A church, like any temple, can be regarded as a sacred space. Is there an essence of spirituality embedded in its aural atmosphere or is this something imagined by the visitor? Can the soundscape of a church transmit an exclusively religious message or perhaps it can have a purely sonic and musical context?
This lecture will address these questions by describing the methods of composing and performing Silentium, an electroacoustic piece based on sounds of churches, bells and organs. Exploring the sacred soundscape of a church initiates an aesthetic inquiry into sounds of religious origin with the aim to initiate a discourse about sacred and secular spaces in relation to acousmatic music performance and listening.
Moreover, Silentium examines the contrast between the mundane and chaotic urban noises and the attentive worshipful silence of a concert. The act of listening to Silentium is an immersion into what historian of religion Diarmaid MacCulloch has described as a border-zone between the physical and supernatural.
The sound of bells plays a very significant role in the global history of sound and listening. Throughout the centuries the ringing of bells has been creating for human beings a notion of space and passing time, alongside generating a deep feeling of communication, together with a sense of protection from evil spirits.
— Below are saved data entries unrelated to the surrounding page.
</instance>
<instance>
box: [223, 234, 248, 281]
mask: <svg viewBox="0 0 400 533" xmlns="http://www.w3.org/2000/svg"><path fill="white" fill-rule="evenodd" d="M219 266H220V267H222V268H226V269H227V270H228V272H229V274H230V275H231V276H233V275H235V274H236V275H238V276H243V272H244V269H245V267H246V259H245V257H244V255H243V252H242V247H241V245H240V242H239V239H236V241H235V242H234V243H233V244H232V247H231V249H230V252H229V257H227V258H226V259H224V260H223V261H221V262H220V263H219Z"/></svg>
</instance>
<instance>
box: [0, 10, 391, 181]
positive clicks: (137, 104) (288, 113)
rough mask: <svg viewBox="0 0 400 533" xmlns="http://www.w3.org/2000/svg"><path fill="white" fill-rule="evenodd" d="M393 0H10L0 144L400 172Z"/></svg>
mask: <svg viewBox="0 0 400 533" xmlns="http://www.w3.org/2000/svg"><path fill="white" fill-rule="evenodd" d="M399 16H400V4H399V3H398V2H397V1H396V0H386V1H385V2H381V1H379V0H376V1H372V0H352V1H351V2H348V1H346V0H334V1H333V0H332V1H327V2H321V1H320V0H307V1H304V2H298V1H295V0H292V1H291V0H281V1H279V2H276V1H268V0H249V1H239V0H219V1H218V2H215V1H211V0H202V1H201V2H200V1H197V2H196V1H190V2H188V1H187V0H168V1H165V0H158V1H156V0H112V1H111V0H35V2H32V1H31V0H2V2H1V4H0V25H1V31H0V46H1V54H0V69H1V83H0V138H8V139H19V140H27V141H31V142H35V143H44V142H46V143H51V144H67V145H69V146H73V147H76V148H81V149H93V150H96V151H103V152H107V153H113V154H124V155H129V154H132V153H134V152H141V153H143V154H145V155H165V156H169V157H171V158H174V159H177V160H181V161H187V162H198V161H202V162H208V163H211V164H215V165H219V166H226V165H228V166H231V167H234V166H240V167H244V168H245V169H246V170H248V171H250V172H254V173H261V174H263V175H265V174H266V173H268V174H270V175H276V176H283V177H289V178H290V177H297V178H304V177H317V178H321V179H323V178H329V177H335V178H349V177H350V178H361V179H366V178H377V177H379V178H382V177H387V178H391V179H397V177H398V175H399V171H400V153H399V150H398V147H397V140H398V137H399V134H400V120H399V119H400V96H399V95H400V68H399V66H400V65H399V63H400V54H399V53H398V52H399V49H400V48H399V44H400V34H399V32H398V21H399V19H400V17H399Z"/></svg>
Moreover, the sound of bells shapes the sonic identity and marks the territory of the community that uses them. The bell creates a focal point, a spatial and sonic centre around which the believers form a sacred space that aids them in finding order and meaning in the world. The bell sound may be an imaginary metaphor for the voice of God and its ritualistic function can also act as an instrument of authority and power.
Yiorgis Sakellariou is a composer of experimental and electroacoustic music working and living currently in Lithuania. Since 2003, he has been internationally active, being responsible for solo and collaboration albums, having composed music for short films and theatrical performances, leading workshops and ceaselessly performing his music around the globe. His practice focuses on the communal experience of listening and the communication between composer, audiences, performance spaces and the rest of the physical and supernatural world. He only performs in absolute darkness, fostering an all-inclusive and profoundly submersive sonic experience.
Yiorgis Sakellariou was awarded his PhD from Coventry University in April 2018. His research drew inspiration from ethnomusicological and anthropological contexts and explored the sonic symbolism and socio-aesthetic settings in ecstatic religious rituals in relation to field recording, electroacoustic composition and acousmatic performance. He has presented papers in INTIME 2015, a symposium with the theme “Landscape and the Environment” (Coventry University), the EMS15-Electroacoustic Music Studies Network conference on “The Art of Electroacoustic Music” (University of Sheffield), the “Disciplines in Dialogue” BFE/RMA Research Students’ Conference (Bangor University, 2016) and Klingt Gut! Symposium on Sound (HAW Hamburg, 2016). Yiorgis Sakellariou is a member of the Athenian Contemporary Music Research Centre and the Hellenic Electroacoustic Music Composers Association. Since 2004 he has curated the label Echomusic.